As of March 31, 2020, the Company's leverage ratio was 34.5%. Accordingly, interest on our borrowings under the unsecured term loans will be based on LIBOR plus 140 basis points for the following quarter. We incurred interest on the unsecured term loans of $3.2 million and $3.4 million for the three months ended March 31, 2020 and 2019, respectively.

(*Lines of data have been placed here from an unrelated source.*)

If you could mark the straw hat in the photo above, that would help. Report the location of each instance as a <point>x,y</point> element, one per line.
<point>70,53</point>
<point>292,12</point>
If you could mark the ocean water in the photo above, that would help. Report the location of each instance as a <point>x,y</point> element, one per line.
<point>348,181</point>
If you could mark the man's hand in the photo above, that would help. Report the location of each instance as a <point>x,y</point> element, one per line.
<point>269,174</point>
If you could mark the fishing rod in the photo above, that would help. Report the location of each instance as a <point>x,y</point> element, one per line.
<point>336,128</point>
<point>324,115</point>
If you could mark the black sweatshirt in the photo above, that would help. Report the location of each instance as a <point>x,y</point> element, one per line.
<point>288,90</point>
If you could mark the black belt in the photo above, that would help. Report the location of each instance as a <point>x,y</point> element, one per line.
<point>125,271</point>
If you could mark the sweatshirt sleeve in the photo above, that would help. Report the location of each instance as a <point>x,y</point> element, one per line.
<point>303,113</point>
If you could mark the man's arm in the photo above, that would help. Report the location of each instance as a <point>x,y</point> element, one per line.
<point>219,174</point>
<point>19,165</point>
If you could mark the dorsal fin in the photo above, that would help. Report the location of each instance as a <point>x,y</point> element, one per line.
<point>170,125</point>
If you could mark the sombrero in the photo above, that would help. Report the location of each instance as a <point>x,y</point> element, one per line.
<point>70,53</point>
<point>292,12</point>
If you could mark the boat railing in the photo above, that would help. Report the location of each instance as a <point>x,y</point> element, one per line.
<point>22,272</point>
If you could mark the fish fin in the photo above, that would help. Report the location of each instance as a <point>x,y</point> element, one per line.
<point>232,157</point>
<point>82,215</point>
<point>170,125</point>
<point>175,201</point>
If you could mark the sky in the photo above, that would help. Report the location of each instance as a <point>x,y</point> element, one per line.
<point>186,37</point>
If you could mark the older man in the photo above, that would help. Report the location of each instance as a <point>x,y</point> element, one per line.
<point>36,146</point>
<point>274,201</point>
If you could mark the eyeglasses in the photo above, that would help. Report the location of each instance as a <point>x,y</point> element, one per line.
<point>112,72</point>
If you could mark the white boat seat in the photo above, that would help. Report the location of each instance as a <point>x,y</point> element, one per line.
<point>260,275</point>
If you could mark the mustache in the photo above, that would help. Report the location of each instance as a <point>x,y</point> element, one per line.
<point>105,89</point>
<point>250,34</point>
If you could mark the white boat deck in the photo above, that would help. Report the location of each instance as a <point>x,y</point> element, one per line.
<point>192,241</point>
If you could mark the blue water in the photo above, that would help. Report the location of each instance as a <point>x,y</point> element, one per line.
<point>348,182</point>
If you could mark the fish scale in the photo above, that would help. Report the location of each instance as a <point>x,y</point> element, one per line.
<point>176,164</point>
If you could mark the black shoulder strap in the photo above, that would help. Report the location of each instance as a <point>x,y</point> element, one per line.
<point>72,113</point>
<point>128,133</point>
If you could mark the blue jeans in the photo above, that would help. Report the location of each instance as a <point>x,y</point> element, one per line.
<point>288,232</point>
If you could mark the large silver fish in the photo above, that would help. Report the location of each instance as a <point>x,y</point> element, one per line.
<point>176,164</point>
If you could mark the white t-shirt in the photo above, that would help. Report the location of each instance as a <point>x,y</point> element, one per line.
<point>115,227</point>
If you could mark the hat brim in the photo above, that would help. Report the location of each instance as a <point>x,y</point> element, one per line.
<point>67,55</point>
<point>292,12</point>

The Revolving Credit Facility and unsecured term loan agreements contain various corporate financial covenants. A summary of the most restrictive covenants is as follows:
 
 
 
Actual at
 
Covenant
 
March 31, 2020
Maximum leverage ratio (1)
60%
 
34.5%
Minimum fixed charge coverage ratio (2)
1.50x
 
2.92x
Secured recourse indebtedness
Less than 45% of Total Asset Value
 
20.9%
Unencumbered leverage ratio
60.0%
 
50.3%
Unencumbered implied debt service coverage ratio
1.2x
 
1.49x
_____________________________
(1)
Leverage ratio is net indebtedness, as defined in the Credit Agreement, divided by total asset value, defined in the credit agreement as the value of our owned hotels based on hotel net operating income divided by a defined capitalization rate.
(2)
Fixed charge coverage ratio is Adjusted EBITDA, generally defined in the Credit Agreement as EBITDA less FF&E reserves, for the most recently ending 12 months, to fixed charges, which is defined in the Credit Agreement as interest expense, all regularly scheduled principal payments and payments on capitalized lease obligations, for the same most recently ending 12-month period.

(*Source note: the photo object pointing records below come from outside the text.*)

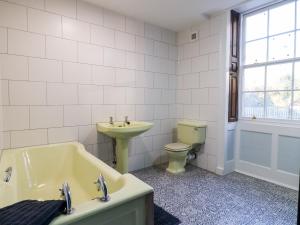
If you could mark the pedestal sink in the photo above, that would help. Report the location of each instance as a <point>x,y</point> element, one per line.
<point>122,132</point>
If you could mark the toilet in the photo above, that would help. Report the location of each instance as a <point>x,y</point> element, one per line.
<point>190,134</point>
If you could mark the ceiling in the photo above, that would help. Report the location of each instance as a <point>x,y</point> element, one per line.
<point>172,14</point>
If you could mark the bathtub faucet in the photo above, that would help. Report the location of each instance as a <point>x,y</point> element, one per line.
<point>66,194</point>
<point>101,185</point>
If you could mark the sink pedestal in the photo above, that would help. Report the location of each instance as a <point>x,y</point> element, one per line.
<point>122,155</point>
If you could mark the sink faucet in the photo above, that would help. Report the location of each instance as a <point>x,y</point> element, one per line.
<point>111,121</point>
<point>101,185</point>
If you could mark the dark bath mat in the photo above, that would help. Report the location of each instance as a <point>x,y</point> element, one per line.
<point>162,217</point>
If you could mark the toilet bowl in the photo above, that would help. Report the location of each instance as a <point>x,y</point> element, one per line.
<point>189,134</point>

Although we were in compliance with the financial covenants of our Revolving Credit Facility and unsecured term loan agreements as of March 31, 2020, we have determined that it is probable the continuing effect of the COVID-19 pandemic on our hotel operating results will lead to our inability to satisfy certain financial covenants beginning with the quarter ending June 30, 2020. See Note 1 for a description of the Company's recent actions in seeking waivers prior to the violations of such covenants.